Another issue to watch: Whether Clinton will break with Obama on the law’s medical device tax.
5. Keystone
Clinton was at the helm of the State Department when it began a years-long environmental review of the Keystone XL pipeline. That review still isn’t finished — and for months, she deflected questions about her position on whether the pipeline should move forward or not, saying she wants her old agency to finish its work first.

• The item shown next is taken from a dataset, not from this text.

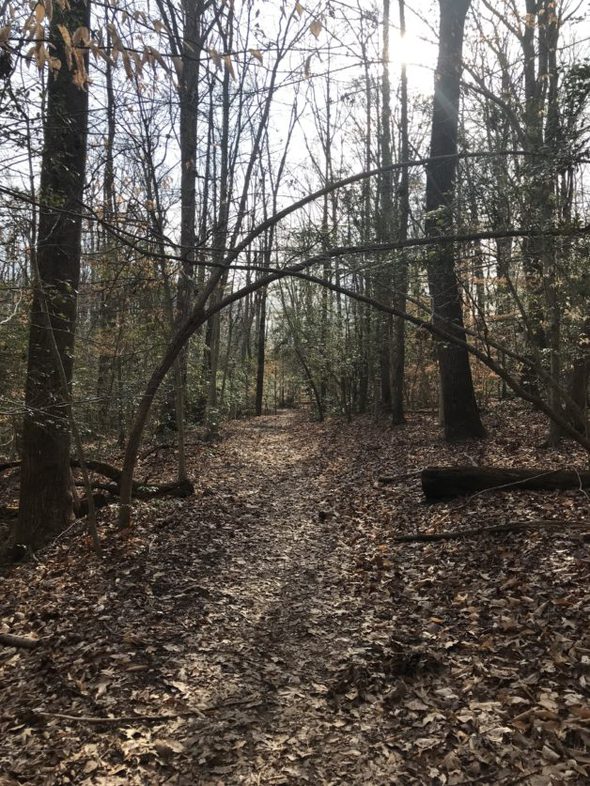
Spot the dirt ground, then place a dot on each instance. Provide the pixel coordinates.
(269, 630)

It’s the same posture the White House has taken — Obama has yet to rule on the 1,179-mile Canada-to-Texas pipeline.
But in September, Clinton finally ran out of patience — with the process, and with the political hits she was taking for ducking the issue.
Liberals have long opposed the pipeline, blocking attempts by congressional Republicans to override the State Department and green-light the project. Sanders and O’Malley were highlighting Clinton’s refusal to take a position as evidence that they better suited the party’s base. Last month, she announced her opposition to the pipeline.
“I think it is imperative that we look at the Keystone pipeline as what I believe it is — a distraction from important work we have to do on climate change,” Clinton told a community forum in Des Moines, Iowa. “And unfortunately from my perspective, one that interferes with our ability to move forward with all the other issues. Therefore, I oppose it.”
It wasn’t just a change of rhetoric for a presidential candidate. Her opposition was also a reversal for Clinton herself, who had said in 2010 as secretary of state that she was “inclined” to approve the pipeline.